Control of Bacillus weihenstephanensis in Pasteurized Liquid Whole Eggs Formulated with Nisin.

ABSTRACT: Bacillus weihenstephanensis can grow at refrigeration temperature and cause food poisoning. It has been isolated from liquid whole egg products. The moderate heat used for pasteurization of liquid egg products is ineffective for killing spore-forming bacteria, including Bacillus. Available predictive models and a pretrial study in broth suggested the potential for growth of Bacillus spp. under the tested conditions. Hence, hurdles such as storage of product below 4°C or use of preservatives would be needed to ensure the food safety of pasteurized egg products. This study evaluated the growth inhibition of B. weihenstephanensis in pasteurized liquid whole egg product formulated with 6.25 ppm of nisin during storage at refrigerated and refrigerated temperatures at abuse levels for a total 13 weeks in three replicate trials.

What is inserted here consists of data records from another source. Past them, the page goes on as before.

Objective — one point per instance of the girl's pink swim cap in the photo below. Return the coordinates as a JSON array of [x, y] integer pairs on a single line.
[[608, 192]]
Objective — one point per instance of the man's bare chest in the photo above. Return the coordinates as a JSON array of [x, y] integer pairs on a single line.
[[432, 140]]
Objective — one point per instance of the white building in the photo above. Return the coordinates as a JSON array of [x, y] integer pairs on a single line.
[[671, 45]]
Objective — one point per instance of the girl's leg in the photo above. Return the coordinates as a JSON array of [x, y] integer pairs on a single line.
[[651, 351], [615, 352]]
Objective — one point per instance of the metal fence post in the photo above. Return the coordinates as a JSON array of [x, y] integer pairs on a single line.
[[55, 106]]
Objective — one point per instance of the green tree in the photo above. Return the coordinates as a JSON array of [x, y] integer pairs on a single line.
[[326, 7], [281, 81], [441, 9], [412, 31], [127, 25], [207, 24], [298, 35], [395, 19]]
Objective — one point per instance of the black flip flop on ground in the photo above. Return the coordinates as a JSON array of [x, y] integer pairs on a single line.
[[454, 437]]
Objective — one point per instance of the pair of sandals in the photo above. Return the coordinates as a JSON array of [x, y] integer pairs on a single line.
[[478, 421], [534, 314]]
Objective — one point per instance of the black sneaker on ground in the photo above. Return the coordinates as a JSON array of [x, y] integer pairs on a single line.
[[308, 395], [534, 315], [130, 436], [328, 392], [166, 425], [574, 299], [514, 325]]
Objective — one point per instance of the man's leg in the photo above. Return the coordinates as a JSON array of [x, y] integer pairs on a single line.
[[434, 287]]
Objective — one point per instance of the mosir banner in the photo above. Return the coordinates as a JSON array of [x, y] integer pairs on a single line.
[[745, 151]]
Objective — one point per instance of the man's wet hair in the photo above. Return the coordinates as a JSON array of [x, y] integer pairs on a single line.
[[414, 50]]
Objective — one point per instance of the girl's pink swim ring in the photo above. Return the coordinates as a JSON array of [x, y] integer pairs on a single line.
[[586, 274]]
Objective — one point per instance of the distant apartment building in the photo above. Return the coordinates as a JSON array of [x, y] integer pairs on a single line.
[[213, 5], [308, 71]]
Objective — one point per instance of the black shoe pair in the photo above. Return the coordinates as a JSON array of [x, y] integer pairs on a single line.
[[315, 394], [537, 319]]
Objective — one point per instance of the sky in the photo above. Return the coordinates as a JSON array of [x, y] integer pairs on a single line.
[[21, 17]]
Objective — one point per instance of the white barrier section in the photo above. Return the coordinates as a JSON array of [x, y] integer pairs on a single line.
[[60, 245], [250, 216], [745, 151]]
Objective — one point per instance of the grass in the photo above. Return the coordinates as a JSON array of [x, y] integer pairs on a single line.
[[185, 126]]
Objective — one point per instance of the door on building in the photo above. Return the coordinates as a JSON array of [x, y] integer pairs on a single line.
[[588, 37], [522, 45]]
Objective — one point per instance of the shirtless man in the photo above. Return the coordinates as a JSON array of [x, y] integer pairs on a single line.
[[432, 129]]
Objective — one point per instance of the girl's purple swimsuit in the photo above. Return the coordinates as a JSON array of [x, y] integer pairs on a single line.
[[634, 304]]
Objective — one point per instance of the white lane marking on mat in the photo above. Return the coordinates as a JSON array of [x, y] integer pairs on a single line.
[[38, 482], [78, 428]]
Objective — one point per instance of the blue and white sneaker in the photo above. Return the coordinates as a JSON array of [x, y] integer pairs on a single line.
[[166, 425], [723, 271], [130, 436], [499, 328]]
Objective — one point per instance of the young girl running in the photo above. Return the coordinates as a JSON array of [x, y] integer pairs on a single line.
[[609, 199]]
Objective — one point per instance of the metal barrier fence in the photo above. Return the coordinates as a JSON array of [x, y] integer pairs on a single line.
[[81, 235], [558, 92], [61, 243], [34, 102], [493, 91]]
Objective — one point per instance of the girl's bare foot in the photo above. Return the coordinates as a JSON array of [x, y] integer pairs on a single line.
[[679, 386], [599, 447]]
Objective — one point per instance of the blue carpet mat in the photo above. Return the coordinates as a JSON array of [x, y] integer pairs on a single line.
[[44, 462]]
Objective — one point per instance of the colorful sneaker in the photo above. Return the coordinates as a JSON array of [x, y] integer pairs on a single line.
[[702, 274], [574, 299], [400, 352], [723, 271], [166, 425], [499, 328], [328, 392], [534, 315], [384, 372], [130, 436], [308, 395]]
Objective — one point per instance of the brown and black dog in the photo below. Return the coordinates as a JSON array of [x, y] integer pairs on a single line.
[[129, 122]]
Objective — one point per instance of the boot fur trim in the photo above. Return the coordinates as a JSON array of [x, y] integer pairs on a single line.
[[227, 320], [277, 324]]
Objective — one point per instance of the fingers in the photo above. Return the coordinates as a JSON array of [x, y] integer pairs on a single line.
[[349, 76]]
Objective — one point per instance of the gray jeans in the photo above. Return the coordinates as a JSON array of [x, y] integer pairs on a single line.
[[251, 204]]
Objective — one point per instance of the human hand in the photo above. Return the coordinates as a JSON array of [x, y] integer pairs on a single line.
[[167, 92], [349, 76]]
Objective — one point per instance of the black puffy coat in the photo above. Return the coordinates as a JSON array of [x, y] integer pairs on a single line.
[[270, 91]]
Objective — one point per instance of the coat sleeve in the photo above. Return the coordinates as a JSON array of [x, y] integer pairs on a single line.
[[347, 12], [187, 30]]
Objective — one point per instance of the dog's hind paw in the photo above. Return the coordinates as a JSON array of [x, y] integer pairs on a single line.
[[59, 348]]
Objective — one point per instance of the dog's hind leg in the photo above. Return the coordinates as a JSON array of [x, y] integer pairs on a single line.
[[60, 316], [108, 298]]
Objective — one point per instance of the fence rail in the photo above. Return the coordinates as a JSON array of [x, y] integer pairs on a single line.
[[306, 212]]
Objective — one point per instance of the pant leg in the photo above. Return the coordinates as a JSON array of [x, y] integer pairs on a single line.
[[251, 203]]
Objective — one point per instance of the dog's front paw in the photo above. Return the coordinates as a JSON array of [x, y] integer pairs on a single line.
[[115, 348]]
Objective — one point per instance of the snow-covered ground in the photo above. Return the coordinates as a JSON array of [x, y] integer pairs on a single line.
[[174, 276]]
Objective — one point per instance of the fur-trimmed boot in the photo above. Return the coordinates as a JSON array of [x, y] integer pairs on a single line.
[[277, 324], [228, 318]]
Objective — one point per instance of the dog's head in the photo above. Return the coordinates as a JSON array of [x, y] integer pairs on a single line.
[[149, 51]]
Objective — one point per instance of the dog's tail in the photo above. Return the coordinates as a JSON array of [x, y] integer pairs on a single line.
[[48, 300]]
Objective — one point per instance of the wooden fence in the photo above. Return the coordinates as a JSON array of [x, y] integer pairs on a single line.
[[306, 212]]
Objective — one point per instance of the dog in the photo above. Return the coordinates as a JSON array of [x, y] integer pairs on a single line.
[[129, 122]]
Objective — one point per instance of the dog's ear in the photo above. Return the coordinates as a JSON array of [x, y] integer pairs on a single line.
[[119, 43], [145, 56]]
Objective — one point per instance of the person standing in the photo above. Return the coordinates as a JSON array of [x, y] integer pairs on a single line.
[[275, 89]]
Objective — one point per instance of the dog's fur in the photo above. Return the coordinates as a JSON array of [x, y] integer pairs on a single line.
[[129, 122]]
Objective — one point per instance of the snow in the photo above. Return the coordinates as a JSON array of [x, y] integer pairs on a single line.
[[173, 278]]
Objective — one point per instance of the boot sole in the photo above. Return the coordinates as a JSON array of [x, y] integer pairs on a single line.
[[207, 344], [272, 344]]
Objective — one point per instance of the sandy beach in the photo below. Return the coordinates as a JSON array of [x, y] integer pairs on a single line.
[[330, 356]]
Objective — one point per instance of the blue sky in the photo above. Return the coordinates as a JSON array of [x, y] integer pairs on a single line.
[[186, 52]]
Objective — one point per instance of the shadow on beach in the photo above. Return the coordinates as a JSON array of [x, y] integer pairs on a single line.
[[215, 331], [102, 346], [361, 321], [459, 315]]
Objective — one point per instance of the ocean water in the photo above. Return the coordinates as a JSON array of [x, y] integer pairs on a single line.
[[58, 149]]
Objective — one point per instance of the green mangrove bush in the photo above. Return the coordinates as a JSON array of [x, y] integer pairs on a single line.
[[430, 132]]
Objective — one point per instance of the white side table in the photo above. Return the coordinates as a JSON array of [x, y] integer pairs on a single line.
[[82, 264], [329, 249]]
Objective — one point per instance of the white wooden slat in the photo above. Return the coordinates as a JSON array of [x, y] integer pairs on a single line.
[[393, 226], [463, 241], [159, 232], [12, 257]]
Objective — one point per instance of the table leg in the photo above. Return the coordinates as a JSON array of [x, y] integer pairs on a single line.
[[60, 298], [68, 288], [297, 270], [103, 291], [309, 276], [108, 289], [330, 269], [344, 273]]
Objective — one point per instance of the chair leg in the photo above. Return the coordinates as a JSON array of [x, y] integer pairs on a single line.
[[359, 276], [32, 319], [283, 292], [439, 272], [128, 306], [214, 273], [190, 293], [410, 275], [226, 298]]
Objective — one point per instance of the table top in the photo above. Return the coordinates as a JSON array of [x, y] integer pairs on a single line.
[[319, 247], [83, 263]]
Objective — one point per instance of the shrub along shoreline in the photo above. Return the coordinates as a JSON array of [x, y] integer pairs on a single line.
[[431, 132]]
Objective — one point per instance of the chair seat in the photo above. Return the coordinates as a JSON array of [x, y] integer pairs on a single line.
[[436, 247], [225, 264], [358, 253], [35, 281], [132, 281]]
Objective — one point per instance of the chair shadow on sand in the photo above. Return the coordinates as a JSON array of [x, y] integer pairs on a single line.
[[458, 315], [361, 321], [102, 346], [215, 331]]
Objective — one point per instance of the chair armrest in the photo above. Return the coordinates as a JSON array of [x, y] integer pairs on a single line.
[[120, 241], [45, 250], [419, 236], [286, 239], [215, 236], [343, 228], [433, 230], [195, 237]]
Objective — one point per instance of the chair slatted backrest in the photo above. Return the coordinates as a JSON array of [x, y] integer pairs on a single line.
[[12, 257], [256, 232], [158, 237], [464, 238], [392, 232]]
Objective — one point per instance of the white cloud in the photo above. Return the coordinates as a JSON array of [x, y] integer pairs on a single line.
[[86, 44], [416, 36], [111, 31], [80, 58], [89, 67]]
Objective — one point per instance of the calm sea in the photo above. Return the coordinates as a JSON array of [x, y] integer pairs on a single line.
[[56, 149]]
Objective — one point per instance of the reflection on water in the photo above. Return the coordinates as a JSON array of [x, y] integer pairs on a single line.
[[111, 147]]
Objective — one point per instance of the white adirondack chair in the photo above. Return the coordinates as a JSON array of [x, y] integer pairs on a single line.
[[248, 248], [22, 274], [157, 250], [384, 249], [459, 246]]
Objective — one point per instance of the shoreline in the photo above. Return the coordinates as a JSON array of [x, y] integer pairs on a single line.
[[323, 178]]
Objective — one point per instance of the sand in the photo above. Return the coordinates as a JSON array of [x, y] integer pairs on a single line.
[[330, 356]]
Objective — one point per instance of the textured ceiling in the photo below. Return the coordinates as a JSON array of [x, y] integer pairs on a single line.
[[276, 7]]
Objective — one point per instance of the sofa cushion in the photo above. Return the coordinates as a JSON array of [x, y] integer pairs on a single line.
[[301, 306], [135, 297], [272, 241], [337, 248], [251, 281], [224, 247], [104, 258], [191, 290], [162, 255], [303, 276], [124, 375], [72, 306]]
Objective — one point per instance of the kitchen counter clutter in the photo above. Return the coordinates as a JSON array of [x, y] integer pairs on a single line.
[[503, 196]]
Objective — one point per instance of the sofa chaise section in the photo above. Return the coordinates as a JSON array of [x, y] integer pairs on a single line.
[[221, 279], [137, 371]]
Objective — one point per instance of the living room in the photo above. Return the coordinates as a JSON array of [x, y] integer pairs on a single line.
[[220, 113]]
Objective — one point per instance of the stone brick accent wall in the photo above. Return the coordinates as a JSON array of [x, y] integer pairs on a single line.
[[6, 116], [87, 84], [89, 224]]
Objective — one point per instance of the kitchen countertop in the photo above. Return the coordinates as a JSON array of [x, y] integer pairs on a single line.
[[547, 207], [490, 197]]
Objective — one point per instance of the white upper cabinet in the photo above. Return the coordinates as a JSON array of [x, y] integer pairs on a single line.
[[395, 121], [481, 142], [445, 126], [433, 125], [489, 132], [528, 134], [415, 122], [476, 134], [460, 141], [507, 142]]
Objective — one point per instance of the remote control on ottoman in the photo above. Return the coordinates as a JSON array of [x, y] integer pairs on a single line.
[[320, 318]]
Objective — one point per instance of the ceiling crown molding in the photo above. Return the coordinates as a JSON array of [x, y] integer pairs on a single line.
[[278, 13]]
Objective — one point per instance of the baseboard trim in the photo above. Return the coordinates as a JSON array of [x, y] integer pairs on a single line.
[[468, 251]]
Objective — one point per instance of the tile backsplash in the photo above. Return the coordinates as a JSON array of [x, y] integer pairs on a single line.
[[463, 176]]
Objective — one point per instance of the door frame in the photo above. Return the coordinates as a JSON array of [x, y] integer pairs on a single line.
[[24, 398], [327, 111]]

At day 0, the product had a pH of 7.52 ± 0.29, while background microflora, such as aerobic plate counts (APC), presumptive Bacillus cereus and yeast and molds were <10 CFU/g. Product inoculated with target 2.5 log CFU/g of B. weihenstephanensis, stored at 4°C for 4 weeks and subsequently at 7 or 10°C for 9 weeks, exhibited no growth in all three replicate trials. Average counts reduced (P < 0.05) by at least 1 log in 6 weeks in all samples stored at either 7 or 10°C. Similarly, growth of total plate counts, presumptive Bacillus spp., and yeast and mold counts was not observed in uninoculated controls stored at 4°C for 4 weeks and subsequently at 7 or 10°C for 9 weeks. Visual and odor evaluation performed at each sampling time point showed no abnormalities. This study assessed the efficacy of the maximum level of nisin allowed for use in pasteurized liquid whole eggs and validated the inhibition of B. weihenstephanensis in the product for an extended shelf life of up to 13 weeks.